Twenty-one protesters, among the undocumented who came to claim their regularization by occupying the Pantheon, Friday, July 12 in Paris, were placed in "administrative detention".

The purpose of this 24-hour visit is to verify the right to stay for foreigners, a source close to the file said on Saturday.

In addition, a protester was arrested and placed in custody for "willful acts of violence against a person holding public authority". The latter must be presented Sunday to a magistrate of the prosecution who will decide on possible legal action, according to the Paris prosecutor.

"Free the black vests"

In front of the police station of the 5th district, where the arrested people had been taken, about twenty people gathered at midday, proclaiming, "free the black vests" or "racist police".

Of the hundreds of protesters gathered Friday at the Pantheon, 37 were arrested "following identity checks," a police source said.

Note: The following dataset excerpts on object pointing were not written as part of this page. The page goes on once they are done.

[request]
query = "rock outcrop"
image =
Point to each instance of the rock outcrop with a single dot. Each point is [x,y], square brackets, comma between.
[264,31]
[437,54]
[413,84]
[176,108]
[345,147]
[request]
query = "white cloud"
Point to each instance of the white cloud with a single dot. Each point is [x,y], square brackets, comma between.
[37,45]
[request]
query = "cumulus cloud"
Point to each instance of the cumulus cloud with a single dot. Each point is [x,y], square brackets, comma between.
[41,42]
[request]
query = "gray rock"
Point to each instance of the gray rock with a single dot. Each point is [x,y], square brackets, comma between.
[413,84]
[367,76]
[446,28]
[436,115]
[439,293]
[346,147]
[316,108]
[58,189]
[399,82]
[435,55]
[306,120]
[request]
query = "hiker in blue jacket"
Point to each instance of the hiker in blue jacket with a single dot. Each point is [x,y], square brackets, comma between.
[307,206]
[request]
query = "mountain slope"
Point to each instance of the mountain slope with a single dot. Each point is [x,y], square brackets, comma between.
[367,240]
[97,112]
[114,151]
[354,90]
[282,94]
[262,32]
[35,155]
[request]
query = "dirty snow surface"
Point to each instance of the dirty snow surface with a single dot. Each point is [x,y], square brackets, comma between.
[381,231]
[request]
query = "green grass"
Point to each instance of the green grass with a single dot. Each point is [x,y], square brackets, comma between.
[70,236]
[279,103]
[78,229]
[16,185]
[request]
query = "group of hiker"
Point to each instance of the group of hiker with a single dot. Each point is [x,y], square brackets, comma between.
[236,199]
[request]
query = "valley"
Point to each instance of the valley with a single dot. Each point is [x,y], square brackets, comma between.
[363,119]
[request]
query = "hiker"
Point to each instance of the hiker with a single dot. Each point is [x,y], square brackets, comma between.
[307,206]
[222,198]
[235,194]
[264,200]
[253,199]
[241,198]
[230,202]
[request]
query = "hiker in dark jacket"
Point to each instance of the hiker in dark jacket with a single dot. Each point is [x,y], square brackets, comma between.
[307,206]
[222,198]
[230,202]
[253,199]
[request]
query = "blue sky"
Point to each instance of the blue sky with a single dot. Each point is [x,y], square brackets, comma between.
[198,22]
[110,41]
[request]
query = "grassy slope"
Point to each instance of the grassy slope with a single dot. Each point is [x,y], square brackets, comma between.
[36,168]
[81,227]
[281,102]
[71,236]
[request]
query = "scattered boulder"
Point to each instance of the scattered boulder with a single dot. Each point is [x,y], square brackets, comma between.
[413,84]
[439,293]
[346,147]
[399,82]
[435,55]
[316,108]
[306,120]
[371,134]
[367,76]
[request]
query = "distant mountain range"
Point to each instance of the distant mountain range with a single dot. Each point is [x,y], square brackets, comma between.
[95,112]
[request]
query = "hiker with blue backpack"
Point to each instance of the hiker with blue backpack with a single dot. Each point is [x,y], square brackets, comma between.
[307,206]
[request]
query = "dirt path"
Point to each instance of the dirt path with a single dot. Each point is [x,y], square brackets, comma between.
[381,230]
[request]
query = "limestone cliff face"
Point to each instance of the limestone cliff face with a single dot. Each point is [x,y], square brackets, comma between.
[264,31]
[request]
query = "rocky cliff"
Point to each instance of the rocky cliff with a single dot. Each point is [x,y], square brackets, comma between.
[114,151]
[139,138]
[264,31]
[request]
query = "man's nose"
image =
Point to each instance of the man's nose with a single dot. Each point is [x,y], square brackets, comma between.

According to the participants, about 700 migrants and their supporters have invested the Pantheon at the initiative of the collectives "black vests" and "La Chapelle debout", which support undocumented migrants.

The place, emblematic of the French Republic, had been gradually evacuated at the end of the afternoon. "France is a state of law, in all that implies: respect for the rules that apply to the right to stay, respect for public monuments and the memory they represent," said the Prime Minister, Edouard Philippe, in a tweet.

All those who entered the # Pantheon were evacuated. France is a state of law, in all that implies: respect for the rules that apply to the right to stay, respect for public monuments and the memory they represent.

Edouard Philippe (@EPhilippePM) July 12, 2019

Migrants and collectives - including the "black vests" who routinely carry out punches in support of undocumented migrants - had chosen the Pantheon for its "great men" and "symbols of the fight against slavery".